I am a 43 year old male that was diagnosed with Hirschprung’s Disease at birth.
In the fall of 2012, I flew out by myself to India, Thailand, and Istanbul for 2 months. I was not staying at high-end resorts, more of a backpacking and trekking trip. I spent time volunteering at a children’s home at the border of Thailand and Burma called Baan Dada. I traveled throughout India with a gentleman named Earl who left Boston 15 years ago and has never stopped traveling. His blog is an interesting read. I then spent some time with an Indian software developer that I work with. I finished the trip by spending a week in Istanbul. I had no concerns about planning this trip except for potential stomach/intestinal upset. I had some real worries about how I would cope with food and water in developing countries. At the time, I had not seen a Hirschprung specialist in 20 years. I did a Google search and found Dr. Goldstein. He was nice enough to see me even though he typically does not treat adults. I received no treatment before the trip and was given a prescription for some pretty standard antibiotics. In an ironic twist, I actually ended up having less stomach and intestinal upset than most of the Westerners I met during the trip
Hirschprung’s has been a lifelong challenge.

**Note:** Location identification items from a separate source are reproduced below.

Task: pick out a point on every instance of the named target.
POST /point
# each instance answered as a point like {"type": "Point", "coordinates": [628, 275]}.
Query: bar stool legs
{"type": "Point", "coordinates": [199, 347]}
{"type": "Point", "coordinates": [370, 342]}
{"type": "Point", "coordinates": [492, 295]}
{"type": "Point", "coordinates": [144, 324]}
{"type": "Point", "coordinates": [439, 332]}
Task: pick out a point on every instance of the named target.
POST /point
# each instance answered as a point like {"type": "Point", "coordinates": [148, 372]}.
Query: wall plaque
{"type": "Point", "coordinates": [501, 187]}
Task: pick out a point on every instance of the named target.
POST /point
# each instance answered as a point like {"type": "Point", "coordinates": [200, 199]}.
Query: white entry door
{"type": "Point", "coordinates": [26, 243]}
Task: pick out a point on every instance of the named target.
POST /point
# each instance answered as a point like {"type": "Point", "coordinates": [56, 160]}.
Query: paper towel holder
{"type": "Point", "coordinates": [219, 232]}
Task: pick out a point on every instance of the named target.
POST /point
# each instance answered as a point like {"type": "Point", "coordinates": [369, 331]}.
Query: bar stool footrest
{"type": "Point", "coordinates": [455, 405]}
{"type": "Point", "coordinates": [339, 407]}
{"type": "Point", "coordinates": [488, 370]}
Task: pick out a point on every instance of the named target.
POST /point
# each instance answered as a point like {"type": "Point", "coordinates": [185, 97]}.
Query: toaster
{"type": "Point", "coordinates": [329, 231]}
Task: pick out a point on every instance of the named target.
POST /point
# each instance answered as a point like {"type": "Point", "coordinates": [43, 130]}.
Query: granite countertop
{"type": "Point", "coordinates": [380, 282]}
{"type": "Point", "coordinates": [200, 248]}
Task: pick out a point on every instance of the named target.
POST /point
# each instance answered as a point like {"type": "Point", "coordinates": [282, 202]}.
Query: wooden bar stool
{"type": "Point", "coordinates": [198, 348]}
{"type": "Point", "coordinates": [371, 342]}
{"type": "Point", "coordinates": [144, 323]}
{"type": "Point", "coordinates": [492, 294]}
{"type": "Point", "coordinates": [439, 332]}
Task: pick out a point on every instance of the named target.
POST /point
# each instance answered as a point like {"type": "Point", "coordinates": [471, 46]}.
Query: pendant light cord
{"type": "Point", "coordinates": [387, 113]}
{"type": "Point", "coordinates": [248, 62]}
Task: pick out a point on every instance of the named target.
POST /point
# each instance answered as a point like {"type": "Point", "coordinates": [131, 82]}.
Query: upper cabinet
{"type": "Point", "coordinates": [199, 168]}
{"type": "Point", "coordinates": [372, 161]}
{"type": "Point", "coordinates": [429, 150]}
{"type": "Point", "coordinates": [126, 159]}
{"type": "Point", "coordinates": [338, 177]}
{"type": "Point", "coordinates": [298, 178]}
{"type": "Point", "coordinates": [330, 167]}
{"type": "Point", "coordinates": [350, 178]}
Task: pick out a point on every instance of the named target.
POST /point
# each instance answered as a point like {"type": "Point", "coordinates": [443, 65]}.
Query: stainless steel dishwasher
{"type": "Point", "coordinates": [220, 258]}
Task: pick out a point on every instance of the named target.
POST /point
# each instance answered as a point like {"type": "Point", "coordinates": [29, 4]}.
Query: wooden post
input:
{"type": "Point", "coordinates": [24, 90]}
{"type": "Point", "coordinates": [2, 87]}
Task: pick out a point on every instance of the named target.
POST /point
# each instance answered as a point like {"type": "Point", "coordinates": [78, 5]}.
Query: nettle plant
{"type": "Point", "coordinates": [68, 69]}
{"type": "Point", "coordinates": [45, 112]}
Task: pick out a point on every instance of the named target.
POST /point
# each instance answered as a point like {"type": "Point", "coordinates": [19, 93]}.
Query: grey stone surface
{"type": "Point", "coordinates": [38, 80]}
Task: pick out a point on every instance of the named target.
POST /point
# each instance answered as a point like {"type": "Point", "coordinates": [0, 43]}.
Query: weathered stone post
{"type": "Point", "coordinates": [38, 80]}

Luckily I don’t remember the varying hospitalizations that I had when I was very young. As a boy I remember making sure I was always in close proximity to a bathroom, trying to find a “private” bathroom so I would not be disturbed or ridiculed, hoping I would not suffer any leakage, dealing with gas pains and a bloated belly, having an extra pair of underwear, concerned about flatulence, stress over how a certain meal would affect me, having a restricted diet and not enjoying things like chocolate, hoping that I would not have an accident at a sleepover, not wanting to take off my shirt and reveal a scar that went across my belly. Many of these concerns have continued to some extent into adulthood.
I’m sure that it’s devastating for a parent to have a child that is diagnosed with Hirschprung’s.
As a society the goal is to provide our children with a life better than our own. We wonder about the challenges our child will face when diagnosed with Hirschprung’s disease. I’m sure all of the parents reading this will ensure that their child gets the best medical treatment in addition to providing a nurturing and understanding environment at home. That’s all a parent can do and it’s enough. My only advice is not to allow your child to wallow in self-pity or defer any of his activities or dreams. Hirschprung’s is just another challenge that your child will face and triumph in his lifetime. It’s not something that will impact his and your hopes and dreams.